(1.) Suit to set aside an adoption and to set aside certain alienation by the first defendant, a Hindu widow and heir of the last male owner Brahmanna, who died, according to the evidence (D.W. 1), 50 years ago. The Subordinate Judge dismissed the suit. The plaintiffs appeal.
(2.) The plaintiffs and 4 defendant are the daughter's sons of the deceased. The first point raised by the appellant is that the adoption is invalid as the assent of the nearest male heirs, of Brahmanna via., the daughter's sons (plaintiffs and 4th defendant) was not sought by the first defendant. In Southern India, in default of husband's authority, a widow may adopt with the consent of her husband's kindred. The question is whether the daughters sons, when they happen to be the nearest heirs, should be consulted. Up to Vadreva Ranganayakammagaru v.

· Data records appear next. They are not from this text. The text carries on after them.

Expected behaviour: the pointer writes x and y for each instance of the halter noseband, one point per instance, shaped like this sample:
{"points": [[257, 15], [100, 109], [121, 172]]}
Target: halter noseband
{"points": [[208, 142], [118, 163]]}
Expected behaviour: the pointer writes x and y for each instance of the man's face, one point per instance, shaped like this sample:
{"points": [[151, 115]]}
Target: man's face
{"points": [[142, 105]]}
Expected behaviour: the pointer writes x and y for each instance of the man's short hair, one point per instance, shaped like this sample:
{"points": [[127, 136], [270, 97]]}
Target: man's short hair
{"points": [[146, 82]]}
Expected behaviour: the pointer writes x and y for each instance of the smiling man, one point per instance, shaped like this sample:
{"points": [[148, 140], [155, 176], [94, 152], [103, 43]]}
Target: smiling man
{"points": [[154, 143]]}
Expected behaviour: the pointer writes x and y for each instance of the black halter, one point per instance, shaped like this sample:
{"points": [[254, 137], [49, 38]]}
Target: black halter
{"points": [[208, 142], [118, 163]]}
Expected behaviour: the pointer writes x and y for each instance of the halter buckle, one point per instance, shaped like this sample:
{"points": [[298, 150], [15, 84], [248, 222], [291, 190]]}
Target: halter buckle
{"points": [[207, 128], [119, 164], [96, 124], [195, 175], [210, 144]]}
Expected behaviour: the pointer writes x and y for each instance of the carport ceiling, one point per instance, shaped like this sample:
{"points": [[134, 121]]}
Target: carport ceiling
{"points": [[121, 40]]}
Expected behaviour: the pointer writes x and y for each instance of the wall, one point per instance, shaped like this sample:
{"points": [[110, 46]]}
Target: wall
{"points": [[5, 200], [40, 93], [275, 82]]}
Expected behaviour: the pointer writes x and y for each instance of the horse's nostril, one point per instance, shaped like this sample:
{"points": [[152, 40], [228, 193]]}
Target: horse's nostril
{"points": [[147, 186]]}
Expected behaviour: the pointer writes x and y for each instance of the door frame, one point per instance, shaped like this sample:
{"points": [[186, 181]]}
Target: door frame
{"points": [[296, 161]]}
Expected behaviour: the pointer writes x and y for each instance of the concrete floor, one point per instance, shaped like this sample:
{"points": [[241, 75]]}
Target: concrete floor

Somasundara Rao (1921) 43 Mad. 876, the point has not arisen here and it could not arise elsewhere.
(3.) The reasons why such a point did not arise till now are obvious. It is very rarely that a grandmother adopts to the detriment of her daughter's sons. If she has only one daughter's son, she would adopt him in preference to others, or not adopt at all. If there are more than one, she would not adopt at all, as she would prefer the daughter's sons to succeed equally. As for the spiritual purposes of the husband, a daughter's son is capable of conferring such spiritual benefit so nearly well as the son, that consideration does not present any difficulty.